Client Server and Distributed Systems
Most computer systems are Client Server systems. (Figure 5)
We do this to reduce the amount of storage used for programs and the computational load on the total system. Using this approach means we put the meaning of the data with the data. Control of the data now gives control over the use of the data and it makes data mining and the extraction of data viable business models. Distributing the data means the data has to be the same wherever it is stored. To have distributed ledgers means we have to know that the data elements are the same in all ledgers. We achieve this with technologies like blockchain. But blockchain computation increases exponentially with each instance of the data.
By separating the meaning from the data, we can distribute systems by distributing the applications. (Figure 6). Distribute the application with multiple copies and distribute the storage and we get modular systems. More importantly we distribute control over meaning and, while it does not stop data mining and third party exploitation of data it provides for alternative business models.
Now the systems scale because we only need to make sure the copies of each application that provides each data item with its meaning are the same.
Once we have this structure, we can deploy the same application across multiple entities.
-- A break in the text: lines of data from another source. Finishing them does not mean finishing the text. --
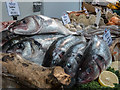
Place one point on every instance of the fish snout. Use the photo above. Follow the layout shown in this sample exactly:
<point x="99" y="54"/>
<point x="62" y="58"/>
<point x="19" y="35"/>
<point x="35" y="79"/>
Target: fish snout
<point x="12" y="26"/>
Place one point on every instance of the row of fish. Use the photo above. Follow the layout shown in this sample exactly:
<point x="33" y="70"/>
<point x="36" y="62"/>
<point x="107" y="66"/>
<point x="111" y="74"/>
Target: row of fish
<point x="47" y="42"/>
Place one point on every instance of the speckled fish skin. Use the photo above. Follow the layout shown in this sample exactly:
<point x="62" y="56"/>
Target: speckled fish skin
<point x="97" y="57"/>
<point x="58" y="48"/>
<point x="11" y="42"/>
<point x="72" y="58"/>
<point x="38" y="24"/>
<point x="29" y="49"/>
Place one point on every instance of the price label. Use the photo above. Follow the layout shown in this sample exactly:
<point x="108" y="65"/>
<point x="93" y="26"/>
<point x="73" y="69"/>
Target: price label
<point x="65" y="19"/>
<point x="107" y="37"/>
<point x="13" y="8"/>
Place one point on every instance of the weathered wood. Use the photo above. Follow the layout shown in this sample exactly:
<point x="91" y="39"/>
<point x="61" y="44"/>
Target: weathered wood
<point x="116" y="42"/>
<point x="33" y="74"/>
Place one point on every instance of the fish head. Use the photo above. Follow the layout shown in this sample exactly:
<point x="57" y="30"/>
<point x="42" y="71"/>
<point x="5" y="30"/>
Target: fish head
<point x="17" y="48"/>
<point x="25" y="26"/>
<point x="57" y="56"/>
<point x="70" y="66"/>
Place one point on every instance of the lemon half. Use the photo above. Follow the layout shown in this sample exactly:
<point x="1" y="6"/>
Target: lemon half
<point x="108" y="79"/>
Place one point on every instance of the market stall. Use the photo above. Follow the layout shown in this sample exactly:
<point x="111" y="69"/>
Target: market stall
<point x="79" y="50"/>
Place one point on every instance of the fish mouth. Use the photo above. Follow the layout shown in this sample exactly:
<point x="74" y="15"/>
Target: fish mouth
<point x="17" y="25"/>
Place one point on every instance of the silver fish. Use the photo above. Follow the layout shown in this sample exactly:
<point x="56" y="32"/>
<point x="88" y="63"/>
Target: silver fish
<point x="58" y="48"/>
<point x="72" y="58"/>
<point x="29" y="49"/>
<point x="37" y="24"/>
<point x="97" y="57"/>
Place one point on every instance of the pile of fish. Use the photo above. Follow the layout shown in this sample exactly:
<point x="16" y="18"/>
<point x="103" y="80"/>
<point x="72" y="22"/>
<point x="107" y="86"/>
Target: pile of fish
<point x="47" y="42"/>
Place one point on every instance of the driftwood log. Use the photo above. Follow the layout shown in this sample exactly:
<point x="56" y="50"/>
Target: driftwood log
<point x="116" y="43"/>
<point x="31" y="74"/>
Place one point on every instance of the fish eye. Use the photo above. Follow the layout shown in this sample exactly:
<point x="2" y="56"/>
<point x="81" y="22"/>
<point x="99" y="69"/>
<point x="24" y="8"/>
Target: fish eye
<point x="24" y="22"/>
<point x="68" y="65"/>
<point x="79" y="55"/>
<point x="54" y="62"/>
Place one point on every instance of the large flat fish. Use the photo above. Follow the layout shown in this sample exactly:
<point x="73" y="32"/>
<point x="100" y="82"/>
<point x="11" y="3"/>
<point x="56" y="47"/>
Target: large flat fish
<point x="58" y="48"/>
<point x="37" y="24"/>
<point x="97" y="57"/>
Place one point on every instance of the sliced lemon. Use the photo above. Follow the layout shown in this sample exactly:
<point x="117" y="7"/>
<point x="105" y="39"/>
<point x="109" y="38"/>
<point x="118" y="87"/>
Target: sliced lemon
<point x="108" y="79"/>
<point x="116" y="65"/>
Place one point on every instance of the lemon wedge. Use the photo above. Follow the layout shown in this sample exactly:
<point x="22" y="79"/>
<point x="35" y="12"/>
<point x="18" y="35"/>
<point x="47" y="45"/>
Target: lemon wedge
<point x="108" y="79"/>
<point x="116" y="65"/>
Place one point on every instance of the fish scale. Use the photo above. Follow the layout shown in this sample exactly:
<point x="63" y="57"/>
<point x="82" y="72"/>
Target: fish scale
<point x="58" y="48"/>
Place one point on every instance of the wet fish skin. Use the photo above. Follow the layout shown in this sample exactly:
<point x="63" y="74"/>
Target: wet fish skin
<point x="97" y="57"/>
<point x="58" y="48"/>
<point x="29" y="49"/>
<point x="11" y="42"/>
<point x="38" y="24"/>
<point x="6" y="35"/>
<point x="46" y="39"/>
<point x="72" y="58"/>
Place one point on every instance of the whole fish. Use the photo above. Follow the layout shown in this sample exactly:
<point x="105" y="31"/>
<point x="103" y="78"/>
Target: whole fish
<point x="97" y="57"/>
<point x="72" y="58"/>
<point x="58" y="48"/>
<point x="11" y="42"/>
<point x="29" y="49"/>
<point x="37" y="24"/>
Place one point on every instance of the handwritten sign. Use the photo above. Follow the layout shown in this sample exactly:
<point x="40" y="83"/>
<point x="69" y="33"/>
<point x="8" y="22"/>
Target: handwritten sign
<point x="98" y="17"/>
<point x="107" y="37"/>
<point x="65" y="19"/>
<point x="13" y="8"/>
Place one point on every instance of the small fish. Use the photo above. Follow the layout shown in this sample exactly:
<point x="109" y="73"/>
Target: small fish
<point x="58" y="48"/>
<point x="29" y="49"/>
<point x="37" y="24"/>
<point x="97" y="57"/>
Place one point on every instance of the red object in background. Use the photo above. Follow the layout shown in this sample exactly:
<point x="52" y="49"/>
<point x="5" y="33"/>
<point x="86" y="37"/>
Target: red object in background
<point x="4" y="25"/>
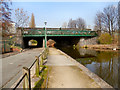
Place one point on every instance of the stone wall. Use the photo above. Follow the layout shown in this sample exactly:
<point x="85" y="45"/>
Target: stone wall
<point x="90" y="41"/>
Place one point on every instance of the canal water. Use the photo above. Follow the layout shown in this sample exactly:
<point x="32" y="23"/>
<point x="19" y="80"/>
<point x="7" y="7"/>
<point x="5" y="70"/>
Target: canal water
<point x="103" y="63"/>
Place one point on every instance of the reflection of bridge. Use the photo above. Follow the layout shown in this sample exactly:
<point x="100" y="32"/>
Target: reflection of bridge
<point x="67" y="32"/>
<point x="61" y="36"/>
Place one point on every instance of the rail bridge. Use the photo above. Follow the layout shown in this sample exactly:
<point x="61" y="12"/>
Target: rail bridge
<point x="60" y="35"/>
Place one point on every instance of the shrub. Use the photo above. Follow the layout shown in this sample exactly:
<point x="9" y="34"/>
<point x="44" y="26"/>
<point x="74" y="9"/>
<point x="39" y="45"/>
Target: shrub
<point x="105" y="38"/>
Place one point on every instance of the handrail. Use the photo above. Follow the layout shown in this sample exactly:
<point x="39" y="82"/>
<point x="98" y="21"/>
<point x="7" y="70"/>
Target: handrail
<point x="43" y="52"/>
<point x="20" y="81"/>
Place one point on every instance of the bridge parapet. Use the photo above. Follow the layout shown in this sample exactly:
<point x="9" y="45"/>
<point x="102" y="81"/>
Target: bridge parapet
<point x="56" y="32"/>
We can represent the connections as in Figure 7.
Figure 8 shows a truly distributed system, connected by the same applications, rather than by data.
Within a distributed system, all entities have equal standing. New applications with new meaning for data can be introduced incrementally without changing the existing systems. Different organisations and people may use the same applications, with the data protected in silos. The meaning of the data is only known when we can retrieve it using the application which placed it there.
To ensure all the applications A, B and C are the same, we make copies of the code and give the copies to the entities. We only allow application A, for example, to communicate with another instance of application A, if we can prove that the application is a clone of all other A’s.
With this new structure, the required amount of computation, storage and communications may be one or two orders of magnitude greater than with a client/server application. However, the amount of computation power required for a given computation does not vary with the number of entities, applications or data in the system. Taking meaning from the data and putting it in the execution of applications is scalable, maintainable, secure, easily extended, and, for humans, it is private.
Importantly it opens the way for alternative business models where the applications that provide meaning to data are paid for the work they do. In contrast, today’s dominant business model is to monetise data meaning where third party controllers of data charge rent for access to data.